In his hands, Irving Berlin’s “Blue Skies,” for example, became an elaborate set of variations on a theme. In his arrangement — he called his works transcriptions — of George Shearing’s “Lullaby of Birdland,” the famous melody abruptly became a fugue. His recording of Richard Rodgers’s “This Nearly Was Mine,” from “South Pacific,” was Chopinesque.
Mr. Shirley’s music exhibited a vast musical erudition. He was drawn to indigenous American forms, by which he meant the blues, the work song, the Negro spiritual and the show tune, and his compositions referred to those forms. He was not inclined to improvise and disliked being referred to as a jazz musician.
“He had a love-hate relationship with jazz,” Mr. Kappeyne van de Coppello said.
Still, he was close to many well-known jazz figures, including Duke Ellington, in whose honor he wrote “Divertimento for Duke by Don,” a symphonic work that had its premiere in 1974, performed by the Hamilton Philharmonic Orchestra of Ontario. His other orchestral works include a tone poem inspired by James Joyce’s “Finnegans Wake.”
His playing was virtuosic and lush, and in performance he often impressed critics with both his sound and invention. (His admirers also included Igor Stravinsky and Sarah Vaughan.) He eventually did make it back to the concert stage, though rarely to perform the standard classical repertory. He played Gershwin’s “Rhapsody in Blue” at La Scala in Milan; he played at Carnegie Hall with Ellington; he played Gershwin’s Concerto in F, accompanying the Alvin Ailey dancers, at the Metropolitan Opera in New York. In the late 1960s, he made unreleased recordings of Rachmaninoff with the New York Philharmonic and Khachaturian with the Minneapolis Symphony.

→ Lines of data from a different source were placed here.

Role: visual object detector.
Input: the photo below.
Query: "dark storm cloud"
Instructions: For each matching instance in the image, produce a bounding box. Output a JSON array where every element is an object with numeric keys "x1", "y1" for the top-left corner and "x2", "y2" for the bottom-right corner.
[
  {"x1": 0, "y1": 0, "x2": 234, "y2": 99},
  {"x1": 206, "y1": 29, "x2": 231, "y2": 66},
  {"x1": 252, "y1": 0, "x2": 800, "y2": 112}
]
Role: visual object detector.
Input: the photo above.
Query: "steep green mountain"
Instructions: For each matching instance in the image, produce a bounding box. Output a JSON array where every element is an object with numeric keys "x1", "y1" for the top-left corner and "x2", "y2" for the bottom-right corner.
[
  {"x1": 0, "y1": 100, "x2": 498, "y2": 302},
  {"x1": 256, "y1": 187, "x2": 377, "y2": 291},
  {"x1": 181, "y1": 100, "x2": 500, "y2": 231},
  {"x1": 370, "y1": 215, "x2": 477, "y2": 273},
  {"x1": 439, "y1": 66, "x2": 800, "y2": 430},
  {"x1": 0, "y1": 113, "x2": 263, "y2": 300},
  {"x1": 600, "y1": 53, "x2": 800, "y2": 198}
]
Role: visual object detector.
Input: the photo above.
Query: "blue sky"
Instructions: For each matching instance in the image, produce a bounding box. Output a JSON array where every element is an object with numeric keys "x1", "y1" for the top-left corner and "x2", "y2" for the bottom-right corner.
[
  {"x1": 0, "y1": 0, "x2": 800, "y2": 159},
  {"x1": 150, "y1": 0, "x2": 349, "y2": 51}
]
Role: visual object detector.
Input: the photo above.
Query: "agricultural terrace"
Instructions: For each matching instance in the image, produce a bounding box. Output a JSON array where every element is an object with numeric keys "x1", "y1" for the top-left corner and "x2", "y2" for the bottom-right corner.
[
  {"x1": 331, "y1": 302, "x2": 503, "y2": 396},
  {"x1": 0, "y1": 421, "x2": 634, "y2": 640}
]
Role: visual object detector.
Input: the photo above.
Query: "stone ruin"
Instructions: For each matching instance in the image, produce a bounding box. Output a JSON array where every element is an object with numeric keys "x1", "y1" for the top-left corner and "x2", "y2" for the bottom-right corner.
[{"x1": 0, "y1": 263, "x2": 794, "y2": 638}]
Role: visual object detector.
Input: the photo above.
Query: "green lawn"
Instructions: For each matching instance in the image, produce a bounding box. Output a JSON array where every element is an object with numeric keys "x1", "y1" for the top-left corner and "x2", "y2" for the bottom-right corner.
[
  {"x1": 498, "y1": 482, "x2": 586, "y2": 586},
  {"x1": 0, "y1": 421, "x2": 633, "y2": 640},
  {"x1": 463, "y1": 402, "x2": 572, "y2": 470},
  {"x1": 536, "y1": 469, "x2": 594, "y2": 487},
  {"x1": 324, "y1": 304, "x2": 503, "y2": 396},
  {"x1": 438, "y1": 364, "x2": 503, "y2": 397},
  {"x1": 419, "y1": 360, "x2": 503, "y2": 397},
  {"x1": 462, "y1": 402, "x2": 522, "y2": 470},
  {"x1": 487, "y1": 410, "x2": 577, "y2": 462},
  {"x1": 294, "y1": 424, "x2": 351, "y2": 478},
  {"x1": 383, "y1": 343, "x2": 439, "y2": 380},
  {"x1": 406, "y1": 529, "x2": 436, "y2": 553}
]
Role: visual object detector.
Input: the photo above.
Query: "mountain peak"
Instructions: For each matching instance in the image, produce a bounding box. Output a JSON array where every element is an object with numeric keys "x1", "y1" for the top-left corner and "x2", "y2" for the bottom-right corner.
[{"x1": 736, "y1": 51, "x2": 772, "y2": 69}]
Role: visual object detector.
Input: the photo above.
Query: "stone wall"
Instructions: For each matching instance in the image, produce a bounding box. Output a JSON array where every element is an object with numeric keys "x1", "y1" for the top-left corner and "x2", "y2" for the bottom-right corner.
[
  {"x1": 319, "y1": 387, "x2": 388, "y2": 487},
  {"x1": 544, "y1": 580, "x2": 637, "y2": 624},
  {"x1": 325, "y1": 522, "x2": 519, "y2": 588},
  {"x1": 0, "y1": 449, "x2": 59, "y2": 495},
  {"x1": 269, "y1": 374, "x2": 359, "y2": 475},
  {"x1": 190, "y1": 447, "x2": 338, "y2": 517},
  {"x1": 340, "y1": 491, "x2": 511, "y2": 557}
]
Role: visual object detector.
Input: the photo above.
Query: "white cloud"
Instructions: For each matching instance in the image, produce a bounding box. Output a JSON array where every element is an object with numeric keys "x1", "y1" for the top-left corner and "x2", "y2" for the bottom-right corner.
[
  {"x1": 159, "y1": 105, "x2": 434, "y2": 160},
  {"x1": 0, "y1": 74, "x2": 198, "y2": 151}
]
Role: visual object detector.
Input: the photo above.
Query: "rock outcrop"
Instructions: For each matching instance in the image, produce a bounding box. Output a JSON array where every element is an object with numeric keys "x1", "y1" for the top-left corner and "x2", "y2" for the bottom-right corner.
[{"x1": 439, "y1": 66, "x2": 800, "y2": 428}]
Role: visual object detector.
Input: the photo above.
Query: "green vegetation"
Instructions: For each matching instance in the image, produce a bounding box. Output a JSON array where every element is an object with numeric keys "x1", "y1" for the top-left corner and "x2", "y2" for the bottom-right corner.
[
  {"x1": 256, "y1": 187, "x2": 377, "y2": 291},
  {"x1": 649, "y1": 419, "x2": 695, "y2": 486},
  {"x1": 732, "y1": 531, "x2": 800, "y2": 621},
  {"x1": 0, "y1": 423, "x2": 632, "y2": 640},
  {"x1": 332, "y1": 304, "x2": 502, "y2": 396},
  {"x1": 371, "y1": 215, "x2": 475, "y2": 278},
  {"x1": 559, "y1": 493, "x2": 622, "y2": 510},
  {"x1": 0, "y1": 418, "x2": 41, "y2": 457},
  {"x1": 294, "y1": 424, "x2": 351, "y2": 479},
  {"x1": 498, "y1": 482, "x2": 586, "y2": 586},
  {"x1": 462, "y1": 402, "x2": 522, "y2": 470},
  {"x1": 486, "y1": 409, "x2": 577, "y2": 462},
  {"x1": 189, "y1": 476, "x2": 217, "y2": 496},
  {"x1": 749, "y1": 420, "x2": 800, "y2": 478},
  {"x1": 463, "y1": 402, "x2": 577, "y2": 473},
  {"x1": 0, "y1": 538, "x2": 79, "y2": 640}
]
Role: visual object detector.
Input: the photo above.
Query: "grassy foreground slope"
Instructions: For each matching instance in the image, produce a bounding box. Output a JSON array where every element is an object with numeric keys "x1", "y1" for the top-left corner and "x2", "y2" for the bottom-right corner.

“The silky tone and supple rhythmic flow of Mr. Shirley’s playing is just as artful and ingratiating as ever,” Peter G. Davis wrote in The New York Times of a concert at Carnegie Hall in 1971. “ ‘I Can’t Get Started’ heard as a Chopin nocturne, or ‘Blowin’ in the Wind’ as a Rachmaninoff étude, may strike some as a trifle odd, but these — and everything on the program, in fact — were beautifully tailored to spotlight Mr. Shirley’s easy lyrical style and bravura technique.”
Donald Walbridge Shirley was born in Pensacola, Fla., on Jan. 29, 1927. His father, Edwin, was an Episcopal priest, and family lore has it that young Donald was playing the organ in church at age 3. His mother, the former Stella Gertrude Young, a teacher, died when Donald was 9. He studied music at the Catholic University of America in Washington.
He was married once and divorced. He is survived by a brother, Maurice, and a half-sister, Edwina Shirley Nalchawee.
Mr. Shirley made a number of recordings in the 1950s and early ’60s for the Cadence label, including “Piano Perspectives,” “Don Shirley Plays Love Songs,” “Don Shirley Plays Gershwin” and “Don Shirley Plays Shirley.” Later in the 1960s, he recorded with Columbia.
It was the founder of Cadence Records, Archie Bleyer, who insisted that Mr. Shirley be called Don, an informality that stuck with him throughout his career as a nettlesome reminder that he was unable to be known as the concert player he had always wished to be.
Jazz piano players, Mr. Shirley told The Times in 1982, when he was appearing at the Cookery in Greenwich Village, “smoke while they’re playing, and they’ll put the glass of whisky on the piano, and then they’ll get mad when they’re not respected like Arthur Rubinstein. You don’t see Arthur Rubinstein smoking and putting a glass on the piano.”
He added: “I am not an entertainer. But I’m running the risk of being considered an entertainer by going into a nightclub because that’s what they have in there. I don’t want anybody to know me well enough to slap me on the back and say, ‘Hey, baby.’ The black experience through music, with a sense of dignity, that’s all I have ever tried to do.”